The present invention relates generally to a method of joining ceramic to metal and specifically to a method of creating a ceramic-metal interface that allows torsion loads to be transmitted between a ceramic member and a metal member. The invention also relates to turbomachinery including metal and ceramic rotating components that are joined together.
One of the more difficult problems of joining ceramic to metal is overcoming the large difference in thermal expansion between the metal and the ceramic. In particular, a ceramic such as silicon nitride has a low thermal expansion as compared to a steel or nickel alloy.
Interlayer materials including tungsten alloys have been used to overcome the difference in thermal expansion. The interlayer materials reduce residual stresses produced by the large, differences in thermal shrinkage upon cooling after brazing.

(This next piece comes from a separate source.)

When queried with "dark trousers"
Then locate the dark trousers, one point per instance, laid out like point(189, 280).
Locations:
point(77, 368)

In an automotive turbocharger including a ceramic turbine wheel that is brazed to a metal shaft, a metal sleeve is used to cover the braze joint. The metal sleeve is typically made of a special low thermal expansion metal alloy that avoids the introduction of unwanted residual stresses in the ceramic. The metal sleeve protects the braze joint from high temperatures, and it protects the braze joint from cracking under high bending and twisting loads. The metal sleeve also provides a sealing surface. (A ceramic shaft of the turbine wheel extends from a hot side of the turbocharger, through a seal, to a cooled side. However, it is undesirable to form a seal on a brittle ceramic shaft.) Additionally, the metal sleeve itself can provide additional bonding, as is the case where the ceramic shaft is press-fitted into the metal sleeve.
However, special metal alloys used for the metal sleeve are expensive and they are not readily available. Furthermore, precision machining of the ceramic and metal mating surfaces is performed to avoid the introduction of unwanted stresses and, in the case of press-fitting, to ensure that the mating surfaces remain in contact throughout the operating temperature range of the machine. The sleeve also makes a post-brazing inspection of the braze joint difficult to perform. These problems are especially important to mass production items such as automotive turbochargers.
Furthermore, brazing is often performed in two steps when a metal sleeve is involved. The addition of a second step adds to the cost and complexity of joining the metal to the ceramic.
Even when a metal sleeve is not involved, some brazing operations are performed in two steps. The metal is brazed separately from the ceramic to prevent a migration of braze material between layers that might otherwise occur during brazing of multiple materials. The migration could cause a change in composition and properties of the braze and thereby have a deleterious affect on strength of the joint.
There is a need to join metal to ceramic in a single brazing step. In applications involving the transmission of large torsion loads, there is also a needed to create a high strength, sleeveless braze joint.